Why mostly schoolgirls? Why government schools? These are some of the questions that have remained either unasked or unanswered even as the country groans under the heavy invasion of banditry and terrorism.
While waiting for the return of several hundreds of students kidnapped to be reunited with their families, another set of 80 have just joined the list. Note that a lot of adults have also been abducted for ransoms as hostage-taking has become an industry for the criminal elements, who collect tens of millions of naira as they continue to exploit the government and families of their victims.
The spate of unbridled violent crimes spreading towards the southern parts of the country, in the form of Fulani herdsmen attack, initially on farmlands and farmers in the remote rural areas, is necessitating skimpy reprisals by the local farmers, who complain of official partiality in favour of Fulani criminal herders and snowballing into inter-tribal altercations, part of which is the basis of widespread self-actualisation outcries by the other ethnic groups.
The president, by his actions and or inactions, especially, in the handling of inter-tribal crises involving his Fulani kinsmen has caused more divisions in the land than his administration inherited,when he assumed office in May 2015. While one would expect that the president must urgently address this problem, it is equally high time the north stood up and got more involved against this dangerous development, capable of tearing the country apart.
Northerners seem to have taken possession of the bandits and their menace, seeing bandits as some of their own with their body language, which is at variance with sincere outcries by voices from the southern parts of the country. The silence of hitherto vocal members of the northern elite looks suspicious, painting a picture they are unfazed by the ugly trend.
Is the north truly untouched or satisfied by the insecurity situation whereby farmers and other artisans have been sacked from their places of residence, forced into internally displaced camps, some in Cameroon, Niger and Benin Republic, culminating in scarcity and exorbitant prices of goods and services?
Really niggling was the lousy welcome to which the president was treated in his latest visit to Maiduguri, the state capital of the epicenter of terrorism. While one would have expected the Borno populace to demand accountability from the president in the face of increasing terrorism and calledhim out, because he has failed on all his promises including the ones he made 13 months ago, when he was welcomed by angry youth in the northeastern state, people mostly youths were seen jubilating and dancing as they welcomed a man whose choices have made many orphans, homeless; some limbless, and others left with no future at all.

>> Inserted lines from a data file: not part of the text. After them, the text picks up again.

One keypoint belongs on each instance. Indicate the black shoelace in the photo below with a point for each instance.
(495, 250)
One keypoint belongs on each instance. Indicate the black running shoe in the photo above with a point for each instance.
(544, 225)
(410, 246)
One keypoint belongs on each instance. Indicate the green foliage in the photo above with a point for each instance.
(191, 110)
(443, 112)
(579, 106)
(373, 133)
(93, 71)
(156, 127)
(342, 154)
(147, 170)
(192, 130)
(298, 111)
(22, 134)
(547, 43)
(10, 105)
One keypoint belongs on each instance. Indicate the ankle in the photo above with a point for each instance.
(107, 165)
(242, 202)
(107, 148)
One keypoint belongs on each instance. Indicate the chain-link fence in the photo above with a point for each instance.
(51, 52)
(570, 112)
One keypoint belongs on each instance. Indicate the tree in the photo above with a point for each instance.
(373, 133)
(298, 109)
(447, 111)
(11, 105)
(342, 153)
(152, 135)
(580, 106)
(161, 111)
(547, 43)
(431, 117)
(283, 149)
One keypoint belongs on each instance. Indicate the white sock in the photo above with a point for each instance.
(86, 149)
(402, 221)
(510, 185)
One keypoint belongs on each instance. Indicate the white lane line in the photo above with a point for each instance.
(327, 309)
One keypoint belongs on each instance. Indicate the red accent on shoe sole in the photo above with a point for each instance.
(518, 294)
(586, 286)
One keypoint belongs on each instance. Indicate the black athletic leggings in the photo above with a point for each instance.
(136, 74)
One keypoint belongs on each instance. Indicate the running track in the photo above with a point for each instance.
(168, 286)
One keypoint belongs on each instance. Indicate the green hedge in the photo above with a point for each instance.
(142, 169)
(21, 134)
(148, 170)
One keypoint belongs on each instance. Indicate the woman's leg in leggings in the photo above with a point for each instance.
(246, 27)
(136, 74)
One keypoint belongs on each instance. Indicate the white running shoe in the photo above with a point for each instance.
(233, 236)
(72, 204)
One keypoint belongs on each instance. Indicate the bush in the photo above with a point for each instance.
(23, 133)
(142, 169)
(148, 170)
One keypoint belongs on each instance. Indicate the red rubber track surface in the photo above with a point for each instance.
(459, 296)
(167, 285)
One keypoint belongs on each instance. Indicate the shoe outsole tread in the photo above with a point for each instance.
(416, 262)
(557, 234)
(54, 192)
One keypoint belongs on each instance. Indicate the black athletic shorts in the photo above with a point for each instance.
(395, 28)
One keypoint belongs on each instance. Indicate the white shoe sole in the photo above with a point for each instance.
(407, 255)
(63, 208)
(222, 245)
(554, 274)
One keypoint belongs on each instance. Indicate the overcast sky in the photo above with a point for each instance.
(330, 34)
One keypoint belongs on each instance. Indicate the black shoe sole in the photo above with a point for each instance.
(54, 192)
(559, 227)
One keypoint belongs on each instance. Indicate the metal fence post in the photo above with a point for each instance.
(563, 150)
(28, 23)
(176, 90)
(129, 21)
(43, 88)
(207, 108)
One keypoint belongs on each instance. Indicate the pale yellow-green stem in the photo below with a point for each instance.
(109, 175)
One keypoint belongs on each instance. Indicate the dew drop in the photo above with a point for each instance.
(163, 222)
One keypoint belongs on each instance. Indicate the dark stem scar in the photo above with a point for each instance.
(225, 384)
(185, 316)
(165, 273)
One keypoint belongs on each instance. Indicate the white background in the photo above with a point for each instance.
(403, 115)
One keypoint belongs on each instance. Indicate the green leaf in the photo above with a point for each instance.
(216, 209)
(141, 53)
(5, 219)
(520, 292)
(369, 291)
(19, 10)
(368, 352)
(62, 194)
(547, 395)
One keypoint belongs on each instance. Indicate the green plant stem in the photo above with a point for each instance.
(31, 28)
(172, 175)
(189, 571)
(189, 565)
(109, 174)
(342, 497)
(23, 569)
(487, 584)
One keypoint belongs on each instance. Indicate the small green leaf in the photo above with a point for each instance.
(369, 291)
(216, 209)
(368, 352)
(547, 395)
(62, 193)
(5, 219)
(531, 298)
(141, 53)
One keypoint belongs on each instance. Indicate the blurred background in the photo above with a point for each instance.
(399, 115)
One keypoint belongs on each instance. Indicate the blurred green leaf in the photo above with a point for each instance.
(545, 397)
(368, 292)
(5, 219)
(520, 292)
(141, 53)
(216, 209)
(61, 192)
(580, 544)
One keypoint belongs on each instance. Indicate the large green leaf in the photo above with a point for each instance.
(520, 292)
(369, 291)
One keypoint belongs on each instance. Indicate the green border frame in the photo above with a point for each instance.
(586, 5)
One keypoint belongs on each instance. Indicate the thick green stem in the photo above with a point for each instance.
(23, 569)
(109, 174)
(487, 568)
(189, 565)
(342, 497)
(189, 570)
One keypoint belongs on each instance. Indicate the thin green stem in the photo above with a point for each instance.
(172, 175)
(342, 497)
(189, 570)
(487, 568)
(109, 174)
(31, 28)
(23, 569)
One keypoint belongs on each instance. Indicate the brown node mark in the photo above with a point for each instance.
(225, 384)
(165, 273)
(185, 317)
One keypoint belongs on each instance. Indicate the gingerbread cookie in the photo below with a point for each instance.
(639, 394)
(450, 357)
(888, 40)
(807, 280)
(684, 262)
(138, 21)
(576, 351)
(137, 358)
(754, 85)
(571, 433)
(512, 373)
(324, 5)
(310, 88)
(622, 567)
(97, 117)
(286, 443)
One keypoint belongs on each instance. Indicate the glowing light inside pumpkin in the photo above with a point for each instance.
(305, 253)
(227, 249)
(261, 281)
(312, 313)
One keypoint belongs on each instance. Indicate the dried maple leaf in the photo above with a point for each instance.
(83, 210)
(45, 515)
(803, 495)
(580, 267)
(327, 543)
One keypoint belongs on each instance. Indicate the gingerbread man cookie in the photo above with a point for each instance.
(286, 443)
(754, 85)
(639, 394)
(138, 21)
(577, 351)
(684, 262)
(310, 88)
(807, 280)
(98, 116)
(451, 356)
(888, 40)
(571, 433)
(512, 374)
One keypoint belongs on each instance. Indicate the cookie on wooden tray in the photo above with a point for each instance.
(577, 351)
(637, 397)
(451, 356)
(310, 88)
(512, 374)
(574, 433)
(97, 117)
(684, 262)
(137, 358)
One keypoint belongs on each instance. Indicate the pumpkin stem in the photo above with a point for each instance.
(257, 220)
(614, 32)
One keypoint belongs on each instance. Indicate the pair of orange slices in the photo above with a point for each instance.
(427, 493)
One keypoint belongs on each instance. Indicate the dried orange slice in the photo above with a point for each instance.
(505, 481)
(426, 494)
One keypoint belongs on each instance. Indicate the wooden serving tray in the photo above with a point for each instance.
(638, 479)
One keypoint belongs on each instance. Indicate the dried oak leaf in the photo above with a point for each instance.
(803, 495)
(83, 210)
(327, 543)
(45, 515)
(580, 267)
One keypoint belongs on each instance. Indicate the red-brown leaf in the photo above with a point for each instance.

On February 12, 2020, President Buhari on a similar visit was taunted by angry youths apparently because of insecurity and rampant cases of killing of innocent youths by the Boko Haram terrorists.
Northerners are expected to be very concerned about the issue of the country, they should do away with their primordial and pedestrian sentiments that one of our own is in leadership, and thereby shying away from their civic responsibility of speaking against bad leadership. Now is the best time for patriotic collaborations between thinkers from the north and their southern counterparts, in calling out the present administration to wake up to its responsibility to the nation.